The Mudcat Café TM
Thread #1263   Message #589196
Posted By: Malcolm Douglas
09-Nov-01 - 03:52 PM
Thread Name: ADD Versions: Plains of Waterloo
Subject: RE: Plains Of Waterloo
To amplify a bit on Dan Milner's post earlier on, that particular Plains of Waterloo turns up in a number of places, amongst which:

Frank Kidson's Traditional Tunes (1891) has a set obtained "from a country singer in Dumphriesshire", with tune.  Only four verses are given. Kidson commented:

"The above version of the ballad is said to be the composition of a Sergeant Grant of the 92nd regiment, who wrote it directly after the battle... it is the copy most frequently met with on broadsides, ...is reprinted in Logan's Pedlar's Pack of Ballads, and a similar version is given by Christie..." [Traditional Ballad Airs, 1876 and 1881].  He adds that the air he prints is quite dissimilar from Christie's.
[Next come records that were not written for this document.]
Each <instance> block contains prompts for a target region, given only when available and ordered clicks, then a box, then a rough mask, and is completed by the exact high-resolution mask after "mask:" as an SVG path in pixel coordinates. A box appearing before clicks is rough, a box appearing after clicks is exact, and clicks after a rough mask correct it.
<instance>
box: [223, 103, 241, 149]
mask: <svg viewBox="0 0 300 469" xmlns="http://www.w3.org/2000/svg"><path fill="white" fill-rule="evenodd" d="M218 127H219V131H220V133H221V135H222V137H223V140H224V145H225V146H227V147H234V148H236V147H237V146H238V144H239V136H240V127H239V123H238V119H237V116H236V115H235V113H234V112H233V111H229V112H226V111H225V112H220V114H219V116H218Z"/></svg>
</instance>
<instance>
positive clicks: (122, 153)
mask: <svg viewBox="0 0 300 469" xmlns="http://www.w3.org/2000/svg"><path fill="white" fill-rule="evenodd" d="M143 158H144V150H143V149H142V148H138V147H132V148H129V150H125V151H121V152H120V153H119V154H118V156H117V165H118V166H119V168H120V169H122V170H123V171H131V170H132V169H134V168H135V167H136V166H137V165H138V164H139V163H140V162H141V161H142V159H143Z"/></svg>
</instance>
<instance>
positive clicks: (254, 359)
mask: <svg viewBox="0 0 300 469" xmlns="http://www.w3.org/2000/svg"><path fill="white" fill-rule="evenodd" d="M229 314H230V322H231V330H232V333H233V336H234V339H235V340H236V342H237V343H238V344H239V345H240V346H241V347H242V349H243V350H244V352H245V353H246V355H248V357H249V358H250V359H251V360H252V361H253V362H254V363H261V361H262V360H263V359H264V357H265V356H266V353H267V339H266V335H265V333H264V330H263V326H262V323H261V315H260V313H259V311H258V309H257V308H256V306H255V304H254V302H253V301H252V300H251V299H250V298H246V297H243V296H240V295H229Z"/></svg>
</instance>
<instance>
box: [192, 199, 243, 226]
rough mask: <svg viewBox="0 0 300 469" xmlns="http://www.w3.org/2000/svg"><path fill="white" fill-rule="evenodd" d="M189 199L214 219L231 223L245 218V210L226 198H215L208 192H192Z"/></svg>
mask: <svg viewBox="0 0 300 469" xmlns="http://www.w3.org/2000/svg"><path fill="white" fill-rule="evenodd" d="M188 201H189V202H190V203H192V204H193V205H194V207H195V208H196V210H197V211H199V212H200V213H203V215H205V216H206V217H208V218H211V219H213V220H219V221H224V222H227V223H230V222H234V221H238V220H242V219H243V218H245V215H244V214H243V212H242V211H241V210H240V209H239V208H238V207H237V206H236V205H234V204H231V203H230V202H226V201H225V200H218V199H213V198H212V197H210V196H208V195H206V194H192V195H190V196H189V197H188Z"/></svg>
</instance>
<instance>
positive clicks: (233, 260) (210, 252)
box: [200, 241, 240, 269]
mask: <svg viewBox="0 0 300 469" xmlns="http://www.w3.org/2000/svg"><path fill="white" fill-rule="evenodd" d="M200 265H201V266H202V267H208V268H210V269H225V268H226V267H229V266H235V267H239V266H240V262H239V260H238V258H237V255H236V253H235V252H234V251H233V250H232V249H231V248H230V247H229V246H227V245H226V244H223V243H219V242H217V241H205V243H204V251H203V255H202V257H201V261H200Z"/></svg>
Ord, Bothy Songs & Ballads (1930) prints a 12-verse text (no tune) with an alternative final verse, about which he remarks "Half a century ago a version of this ballad was sung in the Feeing Markets of the North-east of Scotland."  Since the book was published posthumously, that would likely be in the 1870s.

The Grieg-Duncan Folk Song Collection (vol. I, 1981) has 8 texts and 7 tunes; these were collected in the early years of the 20th century, at least one having been learned by the singer "about 60 years ago from an old soldier".  Mr. Garioch's set was noted in 1907, so that would take us back to the the mid 19th. century.

The song has also been credited (cf. notes, Greig-Duncan) to "John Robertson, a bugler in the 92nd Highlanders" and "two soldiers of the Highland Brigade".  I wonder if anyone has researched these attributions?

None of these examples, incidentally, has a refrain.